Looking ahead, GSK aims to achieve sales exceeding £40 billion by 2031. To reach this goal, the company is focusing on therapeutic areas such as HIV, immunology/respiratory, and oncology. Currently, GSK has 18 candidates in late-stage development or undergoing regulatory review.
This year, GSK intends to launch five new products or line extensions. The FDA has already approved two products — Blujepa (for uncomplicated urinary tract infections) and Penmenvy (a 5-in-1 meningococcal vaccine) — in the first quarter of 2025. Regulatory decisions on the remaining three — Blenrep (relaunch for multiple myeloma), depemokimab (for severe asthma and chronic rhinosinusitis with nasal polyps), and Nucala (for COPD) — are still pending, with final decisions expected throughout 2025.
GSK and iTeos Conclude Anti-TIGIT Development
In a separate announcement, GSK stated that it is terminating the development of belrestotug, an anti-TIGIT antibody, which it had been developing in collaboration with iTeos Therapeutics (ITOS).

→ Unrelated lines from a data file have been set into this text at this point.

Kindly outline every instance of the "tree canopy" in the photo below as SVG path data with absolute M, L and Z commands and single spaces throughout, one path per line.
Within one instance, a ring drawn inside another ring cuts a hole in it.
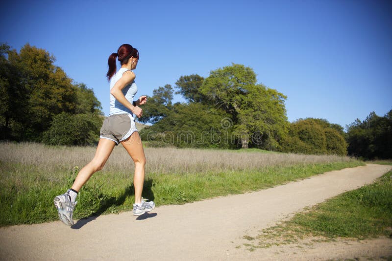
M 212 71 L 200 92 L 231 116 L 243 148 L 276 150 L 287 132 L 286 97 L 256 81 L 253 69 L 233 64 Z
M 83 114 L 98 122 L 101 108 L 92 89 L 83 84 L 74 84 L 61 68 L 54 65 L 55 61 L 47 51 L 28 44 L 19 53 L 6 44 L 1 45 L 2 139 L 47 141 L 44 133 L 51 128 L 53 119 L 63 113 Z M 58 122 L 58 119 L 55 121 Z M 94 129 L 96 132 L 97 128 Z
M 326 120 L 308 118 L 290 124 L 282 142 L 285 152 L 305 154 L 347 154 L 347 143 L 340 125 Z
M 348 153 L 365 159 L 392 157 L 392 109 L 384 117 L 374 111 L 347 126 Z

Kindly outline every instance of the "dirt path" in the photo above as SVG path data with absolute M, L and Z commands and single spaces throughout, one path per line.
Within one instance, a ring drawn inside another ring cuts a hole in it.
M 137 218 L 130 212 L 103 215 L 79 220 L 73 229 L 60 221 L 1 228 L 0 259 L 323 260 L 392 256 L 389 239 L 365 240 L 354 247 L 350 244 L 355 242 L 343 244 L 349 251 L 339 244 L 325 246 L 334 242 L 291 252 L 290 246 L 285 251 L 236 248 L 245 235 L 255 236 L 305 207 L 370 183 L 391 167 L 368 164 L 332 171 L 256 192 L 163 206 Z

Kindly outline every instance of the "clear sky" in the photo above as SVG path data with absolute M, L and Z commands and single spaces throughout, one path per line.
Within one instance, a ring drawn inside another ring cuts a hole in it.
M 0 43 L 47 50 L 106 115 L 107 59 L 128 43 L 140 54 L 138 97 L 234 63 L 287 96 L 290 121 L 344 127 L 392 109 L 391 14 L 381 0 L 4 1 Z

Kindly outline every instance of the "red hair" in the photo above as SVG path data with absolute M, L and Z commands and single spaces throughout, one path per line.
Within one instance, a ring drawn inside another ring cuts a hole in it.
M 109 65 L 109 69 L 106 74 L 108 81 L 110 80 L 116 71 L 117 67 L 116 66 L 116 58 L 118 57 L 121 65 L 128 63 L 128 61 L 131 57 L 135 57 L 139 60 L 139 51 L 136 48 L 133 48 L 132 45 L 127 44 L 124 44 L 119 47 L 117 53 L 113 53 L 109 56 L 107 60 L 107 65 Z

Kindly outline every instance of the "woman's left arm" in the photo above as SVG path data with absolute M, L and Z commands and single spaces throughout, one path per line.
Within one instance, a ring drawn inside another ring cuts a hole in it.
M 136 106 L 139 106 L 140 105 L 143 105 L 143 104 L 146 104 L 146 103 L 147 102 L 147 96 L 146 95 L 140 96 L 140 98 L 139 98 L 134 102 L 136 105 Z

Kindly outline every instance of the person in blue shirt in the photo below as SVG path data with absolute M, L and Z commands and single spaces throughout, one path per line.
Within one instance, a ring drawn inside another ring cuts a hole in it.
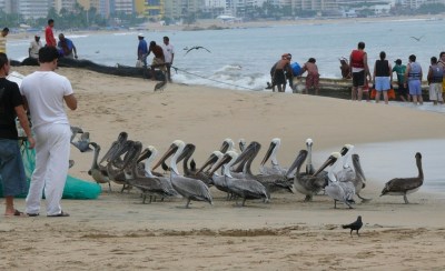
M 59 42 L 57 43 L 59 53 L 63 58 L 77 59 L 77 50 L 72 40 L 65 38 L 63 33 L 59 34 Z
M 138 44 L 138 60 L 142 61 L 144 68 L 147 68 L 147 57 L 148 57 L 148 47 L 147 41 L 144 39 L 144 34 L 138 34 L 139 44 Z

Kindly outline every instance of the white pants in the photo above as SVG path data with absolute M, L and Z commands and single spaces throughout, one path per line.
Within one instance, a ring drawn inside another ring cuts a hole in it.
M 36 169 L 27 197 L 27 213 L 39 213 L 44 188 L 47 215 L 61 212 L 60 200 L 67 181 L 70 137 L 69 124 L 46 124 L 33 129 L 36 133 Z

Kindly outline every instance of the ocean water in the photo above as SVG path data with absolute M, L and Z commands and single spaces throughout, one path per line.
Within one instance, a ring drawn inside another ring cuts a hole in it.
M 319 167 L 330 152 L 340 149 L 342 145 L 315 152 L 313 160 Z M 416 177 L 418 171 L 414 155 L 421 152 L 425 178 L 421 190 L 445 198 L 445 139 L 356 144 L 353 152 L 360 157 L 367 181 L 376 182 L 382 189 L 393 178 Z
M 188 84 L 205 84 L 229 89 L 264 91 L 270 80 L 270 67 L 285 52 L 293 54 L 293 62 L 303 64 L 316 58 L 322 77 L 340 78 L 339 61 L 348 57 L 358 41 L 366 43 L 370 67 L 379 52 L 386 51 L 392 62 L 408 56 L 417 56 L 424 69 L 429 58 L 445 51 L 443 20 L 398 20 L 385 22 L 358 22 L 354 19 L 330 24 L 289 24 L 264 28 L 239 28 L 204 31 L 148 31 L 146 40 L 160 43 L 170 37 L 176 48 L 175 63 L 179 70 L 174 80 Z M 59 31 L 56 29 L 56 33 Z M 79 58 L 98 63 L 135 66 L 138 44 L 137 32 L 76 34 L 72 39 Z M 422 37 L 416 41 L 411 37 Z M 8 54 L 21 60 L 28 56 L 32 39 L 8 41 Z M 185 48 L 201 46 L 210 50 Z

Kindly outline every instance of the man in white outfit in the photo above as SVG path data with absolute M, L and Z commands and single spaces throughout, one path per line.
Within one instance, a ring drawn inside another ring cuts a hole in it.
M 164 51 L 164 57 L 165 57 L 166 63 L 167 63 L 167 79 L 169 82 L 171 82 L 170 68 L 171 68 L 171 64 L 174 63 L 175 48 L 174 48 L 174 46 L 170 44 L 170 39 L 167 36 L 164 37 L 162 51 Z
M 71 137 L 63 101 L 69 109 L 76 110 L 77 99 L 70 81 L 55 72 L 58 57 L 56 48 L 41 48 L 40 69 L 23 78 L 20 87 L 36 134 L 36 169 L 26 200 L 30 217 L 39 215 L 43 188 L 47 215 L 69 217 L 60 207 L 68 174 Z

This decision follows an interim analysis indicating that the drug did not meet the efficacy criteria for continued development. Consequently, GSK and iTeos will cease all belrestotug-related studies, including a late-stage trial that was actively enrolling participants.
This conclusion represents a setback for GSK’s oncology pipeline, as the company had invested $625 million as an upfront payment to iTeos Therapeutics for the rights to develop this drug in 2021.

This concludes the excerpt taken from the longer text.